La misura è sicuramente utile per tutta Italia, ma un interesse particolare lo riveste per il capoluogo veneto. Una delle perle mondiali dell’architettura e della storia dell’arte che soffre pesantemente l’inquinamento e dove la politica latita nonostante recenti proposte comunali, ancora in attesa di una risposta concreta da parte dell’assessore ai trasporti. E la misura del governo? C’è da capire se i veneziani con gli incentivi si convertiranno ad una mobilità più sostenibile per la salute della città e dei suoi abitanti.

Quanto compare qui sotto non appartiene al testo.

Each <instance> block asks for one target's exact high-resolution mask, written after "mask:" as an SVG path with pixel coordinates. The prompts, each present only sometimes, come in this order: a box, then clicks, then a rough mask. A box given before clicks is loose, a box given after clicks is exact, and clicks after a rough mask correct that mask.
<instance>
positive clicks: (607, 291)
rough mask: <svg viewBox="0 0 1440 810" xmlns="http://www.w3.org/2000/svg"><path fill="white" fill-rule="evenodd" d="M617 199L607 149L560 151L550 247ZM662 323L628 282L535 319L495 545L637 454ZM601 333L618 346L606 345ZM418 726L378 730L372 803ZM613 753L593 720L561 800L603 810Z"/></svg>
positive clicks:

“Il testo approvato in V Commissione alla Camera interviene sulle tipologie di mezzi di trasporto ad alimentazione alternativa e relative infrastrutture per cui possono essere assegnati finanziamenti a Comuni e Città metropolitane – ha scritto in una nota la parlamentare Sara Moretto del Pd -. Il testo approvato aggiunge le imbarcazioni tra i mezzi di trasporto pubblico finanziabili, mentre inizialmente rientravano solo mezzi su gomma. In questo modo sarà possibile finanziare progetti di mobilità sostenibile pubblica che potranno riguardare anche la laguna di Venezia”. In altri termini la Moretto con il suo emendamento ha allargato la possibilità di incentivi alle imbarcazioni, classificandole mezzi di trasporto pubblico finanziabili. Misura importante per tutte quelle città, pensiamo anche a Torino con il Po, dove il trasporto acqueo c’è o può essere sviluppato.

2 COMMENTI

  1. L’emendamento appena approvato non è sicuramente sufficiente a combattere il problema dell’inquinamento, ma come giustamente avete detto è comunque un passo in avanti rispetto al completo immobilismo visto finora. Si spera che questo sia solo l’inizio ed uno step di lancio per iniziative e cambiamenti futuri.

  2. Grazie del contributo Venezia Help, Vai Elettrico segue da tempo il caso Venezia, documentando anche quelle realtà imprenditoriali e turistiche che vanno verso la riconversione elettrica e offrono modelli alternativi a quelli basati sui motori termici.